Un fallo de la Sala Constitucional introdujo cordura y sentido común en el debate sobre la instalación de torres para antenas de telefonía celular. En síntesis, los magistrados ordenaron a las municipalidades dejar de entorpecer la construcción de las torres y conceder los permisos sin necesidad de modificar planes reguladores ni reglamentos de zonificación.
El mundo entero convive con estructuras semejantes, que solo escasean en las regiones más empobrecidas del planeta, donde la falta de comunicaciones modernas profundiza la marginación. En Costa Rica están diseminadas por todo el territorio desde hace más de quince años, cuando el Instituto Costarricense de Electricidad (ICE) empezó a brindar el servicio de telefonía celular.
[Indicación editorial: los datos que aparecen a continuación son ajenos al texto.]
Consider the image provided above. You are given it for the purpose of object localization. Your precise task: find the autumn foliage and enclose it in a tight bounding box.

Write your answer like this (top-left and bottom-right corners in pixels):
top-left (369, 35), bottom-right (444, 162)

Apenas se hablaba de ellas, como no fuera para lamentar su ausencia en regiones castigadas por la mala cobertura.
La preocupación por supuestos efectos nocivos para la salud cobró fuerza con la apertura del mercado y los primeros permisos de instalación solicitados por los nuevos competidores. Quien observe el proceso diría que las torres del ICE están libres de toda sospecha y no implican riesgo alguno para la salud, pero las de los operadores privados conllevan graves peligros, no obstante su apego a los estándares internacionales.
En la imaginación de sus detractores, las torres de los operadores privados también representan un riesgo sísmico y económico, a juzgar por los razonamientos planteados al alcalde de Goicoechea, Óscar Figueroa: “'la gente viene a quejarse porque tiene la torre a 50 metros de su casa y le baja la plusvalía, o, si tiembla, les cae la torre encima...”.
En el recurso de amparo cuya sustanciación permitió a la Sala Constitucional sentar las reglas del juego, el recurrente denunció el plan de proteger las antenas colocadas sobre una azotea mediante la instalación de pararrayos. El pararrayos, medio de protección deseable en cualquier lugar del mundo, se transforma en gravísimo peligro si figura en la cúspide de una antena celular en Goicoechea.
El fallo de la Sala Constitucional pone fin a tanto sinsentido y, también, salva al país de una vergonzosa contradicción. Los contratos firmados con los operadores privados, tras el millonario pago de sus concesiones, imponen la obligación de ofrecer cobertura a determinadas zonas y ampliarla paulatinamente en el plazo de cinco años hasta cubrir todo el territorio nacional.
La negación de los permisos de instalación de torres impedía el cumplimiento de ese objetivo. Por un lado, el Estado exigía a los operadores privados determinada cobertura y, por otro, les impedía brindarla.
Las áreas de cobertura exigidas para el primer año incluyen el territorio de media docena de municipalidades carentes de regulaciones específicas, aptas para fundamentar la concesión de permisos. El mismo problema existe en otras 20 municipalidades cuyos territorios deberán ser cubiertos más adelante. En mayo, solo 29 de los 81 cantones contaban con previsiones sobre la instalación de torres, y otros 26 decían haber avanzado en el trámite, pero el resto ni siquiera había dado los primeros pasos.
La politización del tema, la desinformación masiva y los entuertos de las burocracias locales garantizan el transcurso de años antes de la aprobación de una normativa apta para resolver el problema. De ahí la importancia del fallo de la Sala Constitucional en cuanto aclara que la reforma o incorporación de nuevas reglas es innecesaria.
La resolución de los magistrados también beneficia a las comunidades en peligro de quedar a la zaga del desarrollo tecnológico, en la mayoría de los casos por mera imprevisión o merced a la intransigencia de algunos de sus habitantes.
El desarrollo de las telecomunicaciones es un ingrediente indispensable del progreso y, como bien lo estableció la Sala Constitucional en el fallo en comentario, la construcción de las torres supera el ámbito del interés cantonal.
Eso no implica que sea ajena al interés de los vecinos, y las municipalidades deberían comprenderlo.